If it weren’t for an important computer graphics technique seen in special effects for movies known as “ray tracing,” Spider-Man would appear as a flat, lifeless superhero, or Thanos from “The Avengers” would just be a one-dimensional super villain.
Thanks to ray tracing – a computer graphics rendering technique that allows light to interact with objects in a realistic manner – special effects in blockbuster films have an ultra-realistic look that can fool audiences into thinking they are viewing genuine objects. Ingo Wald, a pioneer in ray tracing who conducted much of his work at the University of Utah’s Scientific Computing and Imaging Institute (SCI), will receive a Scientific and Technical Academy Award Feb. 13 along with four other researchers, all of whom developed ray tracing for Intel. They include Sven Woop, Carsten Benthin, Attila T. Áfra and Manfred Ernst.
The group created a software package called the Intel Embree Ray Tracing Library, which is designed to make it easier and faster for special effects artists to render CGI images with ray tracing. It is a collection of ray tracing kernels optimized for Intel processors that allows rendering software to create scenes with photorealistic light reflections and other behaviors. There are two main questions in creating light in a computer-generated scene: Which light rays do you want to simulate, and how do they interact with the objects they hit. Both require heavy computation. But Embree can help render ray-traced effects upwards of 10 times faster, said Jim Jeffers, senior director of Advanced Rendering and Visualization at Intel.
“In the past, special effects studios had to write their own kernels for everything including the renderer. And it was a nightmare,” Wald said. “We isolated the inner kernel and made a high-performance library for that. The studios can build the renderers around that kernel library and get the performance for free because it’s open source.”
Most of Hollywood’s special effects studios use Embree to help generate photorealistic scenes for movies. Films such as “Spider-Man: Far From Home,” “The Avengers: Infinity War,” “Lego Batman” and “The Grinch” have used the software. “Now there is hardly any software renderer that does not use Embree,” Wald said.
Wald received a doctorate in computer science from Saarland University in Germany where he began his research on ray tracing. He then came to the University of Utah in 2005 as a research assistant professor in the School of Computing and as a researcher for SCI where he continued his work.
“That time there was so important,” he said of his two-year stint at the U. “I still collaborate with the U and with SCI. A lot of great ray tracing research has happened there.”
After two years at SCI, Wald was hired on by Intel to continue his work on the software technique and develop Embree. Today, he still lives in Salt Lake City and works at video card manufacturer, NVIDIA, where he is Director of Ray Tracing.
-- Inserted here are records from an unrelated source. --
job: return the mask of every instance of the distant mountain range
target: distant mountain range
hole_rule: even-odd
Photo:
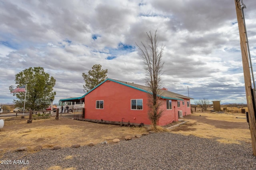
[[[244,103],[236,103],[235,104],[234,103],[221,103],[220,104],[222,105],[228,105],[229,104],[244,104]]]

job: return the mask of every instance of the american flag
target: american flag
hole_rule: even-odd
[[[23,85],[15,89],[13,91],[11,92],[12,93],[17,93],[18,92],[26,92],[26,85]]]

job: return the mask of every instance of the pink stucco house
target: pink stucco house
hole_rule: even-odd
[[[157,123],[164,126],[190,114],[192,98],[161,90],[162,116]],[[86,94],[84,118],[150,124],[148,117],[148,88],[133,83],[107,78]]]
Ray tracing is now a much-touted feature in NVIDIA’s PC graphics cards and can enhance the effects in video games like “Cyberpunk 2077” and the newest “Call of Duty.”
“It’s incredible, and it feels like an amazing affirmation and acknowledgement, because when we started work in accelerating ray tracing a lot of people thought we were crazy. Nobody took it seriously at the time,” Wald said about winning the Academy Award. “We were the ones who pushed for that for 20 years. Now in the last few years, ray tracing is everywhere from movies to games.”
Wald is the fourth graduate or researcher from the U’s College of Engineering to receive the Academy’s Scientific and Technical Achievement Award since 2015. School of Computing (S0C) graduate Colette Mullenhoff won the award in 2015 for co-developing the Shape Sculpting System for special effects firm Industrial Light & Magic, a digital animation software that allows artists to change the shape or face of a CGI character on the fly. In 2017, Thiago Ize, an SoC graduate who also worked at SCI, won the Academy Award for his work on the “Arnold Renderer,” a special effects software renderer that can do the job more efficiently and with less computer memory and less time. And former Pixar Animation co-founder and president, Ed Catmull, who graduated from the U’s computer science department in the 1970s, was awarded his sixth Scientific and Technical Academy Award in 2018 for the original concept behind subdivision surfaces as a modeling technique in motion picture production. Subdivision surfaces have become a preferred modeling primitive for many types of motion picture computer graphics.